01/12/2020 les-crises.fr  11 min #182357

Nouvelle-Calédonie : Vers un nouveau cycle de violences ? - par Eric Juillot

À l'occasion du référendum du 4 octobre dernier, 53 % des Néo-Calédoniens qui se sont exprimés ont rejeté l'indépendance. Ils étaient 56 % à faire ce choix il y a deux ans, au moment du premier référendum. L'Accord de Nouméa 1, signé en 1998 entre le gouvernement français et les responsables des partis politiques locaux (indépendantistes et « loyalistes »), prévoit, en cas de victoire du « non » aux deux premiers référendums, la possibilité d'une troisième consultation d'ici 12 à 24 mois.

Quel qu'en soit le résultat, une chose est certaine : la Nouvelle-Calédonie arrive au terme d'une longue période au cours de laquelle les tensions liées à l'avenir de l'archipel auront été désamorcées par le processus né de la mise en œuvre des Accords de Matignon (1988) prolongés par celui de Nouméa.

Trente années de paix civile ont permis à la Nouvelle-Calédonie d'affirmer sa spécificité au sein de la République et de la préparer à l'exercice éventuel d'une pleine et entière souveraineté. Le moment approche où il faudra trancher en faveur d'une solution ou d'une autre et il n'est pas certain, malheureusement, que cela puisse se faire sans déclencher un nouveau cycle de violences.

La République dénaturée

L'Accord de Nouméa a accru très sensiblement l'autonomie conférée à la Nouvelle-Calédonie par les Accords de Matignon 10 ans plus tôt.

Cette autonomie, véritable antichambre de l'indépendance, a impliqué le transfert graduel de toutes sortes de compétences 2 à des institutions propres, créées dès 1988 : il existe ainsi des « assemblées de province », un « Congrès », et un « Exécutif », transformé en 1998 en un « Gouvernement collégial » élu par le Congrès et responsable devant lui. Le Congrès se voit par ailleurs conférer une sorte de pouvoir législatif puisqu'il lui est permis de voter des « lois de pays ».

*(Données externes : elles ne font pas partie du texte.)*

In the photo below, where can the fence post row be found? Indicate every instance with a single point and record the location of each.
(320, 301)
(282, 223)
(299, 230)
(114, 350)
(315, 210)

À cette créativité institutionnelle se sont ajoutées deux lois particulièrement problématiques : celle qui, au nom de la préservation de l'emploi, introduit une discrimination légale à l'encontre de ceux qui résident depuis peu dans l'archipel (pour l'essentiel des métropolitains) et celle qui, plus gravement encore, crée un « corps électoral restreint » pour les élections locales et pour les référendums intervenant au terme de l'Accord.

Dans ce dernier cas, sont exclus du corps électoral tous ceux qui n'avaient pas en 2013 « vingt ans de domicile continu en Nouvelle-Calédonie ».

Avec cet Accord, donc, l'égalité de tous devant la loi vole en éclat. Une situation étrange est ainsi créée, dans laquelle des citoyens français résidant en territoire français se voient privés de droits élémentaires et fondamentaux, constitutifs de la République - le droit de vote et le droit au travail.

Ces dispositions sont si clairement anticonstitutionnelles qu'il aura fallu voter deux lois constitutionnelles 3 ad hoc, évoquées dans l'Accord de Nouméa, pour rendre possible en droit ce qui semble inacceptable en fait.

« Il existe une volonté clairement affichée de promouvoir une nouvelle citoyenneté sur des bases ethniques, en totale contradiction avec l'individualisme civique républicain. »

Outre le principe d'égalité, c'est aussi l'universalisme républicain qui a été bafoué par l'Accord de Nouméa. Il y est question en effet d'une « identité kanake » à laquelle il convient d'octroyer une « pleine reconnaissance ». Si certaines dispositions - telles que la protection et la promotion du patrimoine culturel kanak - ne sont en rien problématiques, d'autres, en revanche, sont lourdes de conséquences à long terme.

Car l'accord va jusqu'à reconnaître une dimension juridique et politique à cette identité kanake. Il existe ainsi un statut coutumier, dont l'articulation avec le statut civil des personnes de droit commun a vocation à relever du casse-tête permanent.

Il existe également un « sénat coutumier » - au pouvoir principalement consultatif il est vrai - et surtout, une volonté clairement affichée de promouvoir une nouvelle citoyenneté sur des bases ethniques, en totale contradiction avec l'individualisme civique républicain.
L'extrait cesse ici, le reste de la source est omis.